The contributors to this volume were born in Beijing, Shanghai, and Hong Kong; they have been immigrants, foreign students, settlers, permanent residents, citizens, and-above all-"travelers." They are both geographic inhabitants of various overseas diaspora Chinese communities as well as figurative inhabitants of imagined heterogeneous and hybrid communities. Their migratory histories are here presented as an interdisciplinary collection of texts in distinctive voices: law professor, journalist, historian, poet, choreographer, film scholar, tai-chi expert, translator, writer, literary scholar.


Revolution at Point Zero

Revolution at Point Zero

Author: Silvia Federici

Publisher: PM Press

Published: 2020-08-01

Total Pages: 347

ISBN-13: 1629638072

DOWNLOAD EBOOK

Written between 1974 and 2016, Revolution at Point Zero collects four decades of research and theorizing on the nature of housework, social reproduction, and women’s struggles on this terrain—to escape it, to better its conditions, to reconstruct it in ways that provide an alternative to capitalist relations.

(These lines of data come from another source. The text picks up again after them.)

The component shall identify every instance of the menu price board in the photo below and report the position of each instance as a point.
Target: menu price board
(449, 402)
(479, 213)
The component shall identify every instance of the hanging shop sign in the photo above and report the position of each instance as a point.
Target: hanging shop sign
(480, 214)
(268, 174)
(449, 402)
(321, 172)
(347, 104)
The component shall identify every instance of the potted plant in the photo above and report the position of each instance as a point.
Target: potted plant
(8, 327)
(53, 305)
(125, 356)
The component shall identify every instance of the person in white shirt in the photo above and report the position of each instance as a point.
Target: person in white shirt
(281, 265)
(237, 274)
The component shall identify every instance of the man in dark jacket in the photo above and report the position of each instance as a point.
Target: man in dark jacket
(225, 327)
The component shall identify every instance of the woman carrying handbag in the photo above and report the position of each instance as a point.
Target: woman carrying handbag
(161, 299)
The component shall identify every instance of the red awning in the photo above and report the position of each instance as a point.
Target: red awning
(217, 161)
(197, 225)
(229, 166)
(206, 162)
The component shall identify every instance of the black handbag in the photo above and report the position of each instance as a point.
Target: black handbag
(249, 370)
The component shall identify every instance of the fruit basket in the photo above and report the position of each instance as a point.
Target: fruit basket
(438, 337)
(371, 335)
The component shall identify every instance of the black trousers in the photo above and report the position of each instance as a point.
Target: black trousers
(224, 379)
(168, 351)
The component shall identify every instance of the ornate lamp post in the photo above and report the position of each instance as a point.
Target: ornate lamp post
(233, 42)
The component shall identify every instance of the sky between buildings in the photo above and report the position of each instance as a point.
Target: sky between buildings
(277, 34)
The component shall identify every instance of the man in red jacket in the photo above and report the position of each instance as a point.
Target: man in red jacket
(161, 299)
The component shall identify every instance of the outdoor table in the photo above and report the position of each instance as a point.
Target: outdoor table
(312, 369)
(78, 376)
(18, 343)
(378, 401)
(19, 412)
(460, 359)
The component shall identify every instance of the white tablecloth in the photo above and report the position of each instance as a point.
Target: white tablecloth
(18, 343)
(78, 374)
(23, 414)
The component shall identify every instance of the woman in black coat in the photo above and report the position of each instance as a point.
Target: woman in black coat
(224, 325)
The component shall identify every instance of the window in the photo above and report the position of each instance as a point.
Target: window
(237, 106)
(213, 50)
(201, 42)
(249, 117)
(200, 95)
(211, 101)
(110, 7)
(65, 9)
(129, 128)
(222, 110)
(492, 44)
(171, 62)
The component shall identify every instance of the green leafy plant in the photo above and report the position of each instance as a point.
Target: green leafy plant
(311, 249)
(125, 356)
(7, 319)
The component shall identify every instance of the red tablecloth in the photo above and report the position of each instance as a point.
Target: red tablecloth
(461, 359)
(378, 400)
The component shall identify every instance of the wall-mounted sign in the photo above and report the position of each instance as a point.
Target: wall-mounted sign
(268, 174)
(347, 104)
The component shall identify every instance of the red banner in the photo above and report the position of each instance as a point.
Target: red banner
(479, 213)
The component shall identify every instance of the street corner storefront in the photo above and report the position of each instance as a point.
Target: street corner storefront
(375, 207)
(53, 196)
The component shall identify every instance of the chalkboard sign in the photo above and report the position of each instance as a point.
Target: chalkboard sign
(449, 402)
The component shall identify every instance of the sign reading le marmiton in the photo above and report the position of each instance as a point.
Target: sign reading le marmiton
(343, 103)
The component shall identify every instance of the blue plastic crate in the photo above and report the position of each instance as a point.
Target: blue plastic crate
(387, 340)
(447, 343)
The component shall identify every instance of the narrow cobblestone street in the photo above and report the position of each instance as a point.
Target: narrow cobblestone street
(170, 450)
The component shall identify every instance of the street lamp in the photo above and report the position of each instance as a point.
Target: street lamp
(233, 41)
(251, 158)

Indeed, as Federici reveals, behind the capitalist organization of work and the contradictions inherent in “alienated labor” is an explosive ground zero for revolutionary practice upon which are decided the daily realities of our collective reproduction. Beginning with Federici’s organizational work in the Wages for Housework movement, the essays collected here unravel the power and politics of wide but related issues including the international restructuring of reproductive work and its effects on the sexual division of labor, the globalization of care work and sex work, the crisis of elder care, the development of affective labor, and the politics of the commons. This revised and expanded edition includes three additional essays and a new preface by the author.

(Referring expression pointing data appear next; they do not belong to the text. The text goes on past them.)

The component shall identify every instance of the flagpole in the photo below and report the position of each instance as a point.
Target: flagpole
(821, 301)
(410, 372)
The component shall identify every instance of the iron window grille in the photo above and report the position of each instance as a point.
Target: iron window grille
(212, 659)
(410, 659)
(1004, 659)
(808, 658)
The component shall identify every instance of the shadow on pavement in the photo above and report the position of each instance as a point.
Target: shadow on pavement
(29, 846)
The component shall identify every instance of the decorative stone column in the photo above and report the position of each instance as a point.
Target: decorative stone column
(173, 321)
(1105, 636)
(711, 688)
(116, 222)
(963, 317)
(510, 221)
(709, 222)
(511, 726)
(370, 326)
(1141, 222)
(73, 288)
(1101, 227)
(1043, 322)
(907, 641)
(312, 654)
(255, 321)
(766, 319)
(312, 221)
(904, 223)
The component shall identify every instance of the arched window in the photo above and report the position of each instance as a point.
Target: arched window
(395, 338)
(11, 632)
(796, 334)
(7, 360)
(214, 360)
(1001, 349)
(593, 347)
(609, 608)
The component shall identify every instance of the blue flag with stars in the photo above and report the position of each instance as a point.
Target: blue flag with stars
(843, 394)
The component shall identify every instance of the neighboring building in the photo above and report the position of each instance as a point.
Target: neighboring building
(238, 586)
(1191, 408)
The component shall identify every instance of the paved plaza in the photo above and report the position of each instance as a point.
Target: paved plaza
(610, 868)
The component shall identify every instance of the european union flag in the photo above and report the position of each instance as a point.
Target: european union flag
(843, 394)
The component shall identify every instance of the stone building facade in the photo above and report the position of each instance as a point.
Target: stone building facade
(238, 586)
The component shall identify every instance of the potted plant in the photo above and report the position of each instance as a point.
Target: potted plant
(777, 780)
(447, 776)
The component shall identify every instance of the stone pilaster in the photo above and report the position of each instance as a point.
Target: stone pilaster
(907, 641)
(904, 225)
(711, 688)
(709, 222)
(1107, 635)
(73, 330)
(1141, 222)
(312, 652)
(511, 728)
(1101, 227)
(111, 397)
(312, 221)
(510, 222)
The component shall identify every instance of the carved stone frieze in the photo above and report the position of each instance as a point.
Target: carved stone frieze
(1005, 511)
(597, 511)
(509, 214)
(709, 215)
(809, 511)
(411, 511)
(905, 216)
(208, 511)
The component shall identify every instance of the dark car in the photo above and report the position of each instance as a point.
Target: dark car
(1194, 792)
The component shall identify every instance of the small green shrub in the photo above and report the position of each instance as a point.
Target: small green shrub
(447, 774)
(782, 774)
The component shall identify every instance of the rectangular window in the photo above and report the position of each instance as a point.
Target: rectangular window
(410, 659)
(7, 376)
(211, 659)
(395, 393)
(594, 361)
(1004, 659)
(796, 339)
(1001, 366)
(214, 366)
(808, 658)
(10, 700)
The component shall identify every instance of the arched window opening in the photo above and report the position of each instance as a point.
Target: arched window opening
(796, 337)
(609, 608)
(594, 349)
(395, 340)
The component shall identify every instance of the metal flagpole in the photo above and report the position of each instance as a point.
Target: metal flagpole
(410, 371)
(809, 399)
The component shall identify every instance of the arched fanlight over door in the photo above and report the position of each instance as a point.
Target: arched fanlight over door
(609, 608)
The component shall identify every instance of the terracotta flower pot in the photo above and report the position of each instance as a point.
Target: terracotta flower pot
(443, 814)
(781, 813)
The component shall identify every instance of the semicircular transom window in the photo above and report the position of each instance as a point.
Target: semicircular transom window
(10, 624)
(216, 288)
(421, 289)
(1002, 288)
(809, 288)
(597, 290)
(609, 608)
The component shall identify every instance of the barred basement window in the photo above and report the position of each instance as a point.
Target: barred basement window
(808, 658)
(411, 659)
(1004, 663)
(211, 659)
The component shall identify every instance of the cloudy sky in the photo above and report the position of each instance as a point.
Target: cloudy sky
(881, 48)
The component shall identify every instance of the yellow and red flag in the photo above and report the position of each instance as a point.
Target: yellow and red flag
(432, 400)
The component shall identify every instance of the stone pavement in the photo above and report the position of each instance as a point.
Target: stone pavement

Gendering Global Transformations

Gendering Global Transformations

Author: Chima J. Korieh

Publisher: Routledge

Published: 2008-11-19

Total Pages: 512

ISBN-13: 1135893845

DOWNLOAD EBOOK

The authors collected in Gendering Global Transformations: Gender, Culture, Race, and Identity probe the effects of global and local forces in reshaping notions of gender, race, class, identity, human rights, and community across Africa and its Diaspora. The essays in this unique collection employ diverse interdisciplinary approaches--drawing from subjects such as history, sociology, religion, anthropology, gender studies, feminist studies--in an effort to centralize gender as a category of analysis in developing critical perspectives in a globalizing world. From this approach come a host of exciting insights and subtle analyses that serve to illuminate the effects of issues such as international migration, globalization, and cultural continuities among diaspora communities on the articulation of women’s agency, community organization, and identity formation at the local and the global level. Bringing together the voices of scholars from Africa, Europe and the United States, Gendering Global Transformations: Gender, Culture, Race, and Identity, offers a multi-national and wholly original perspective on the intricacies of life in a globalized era.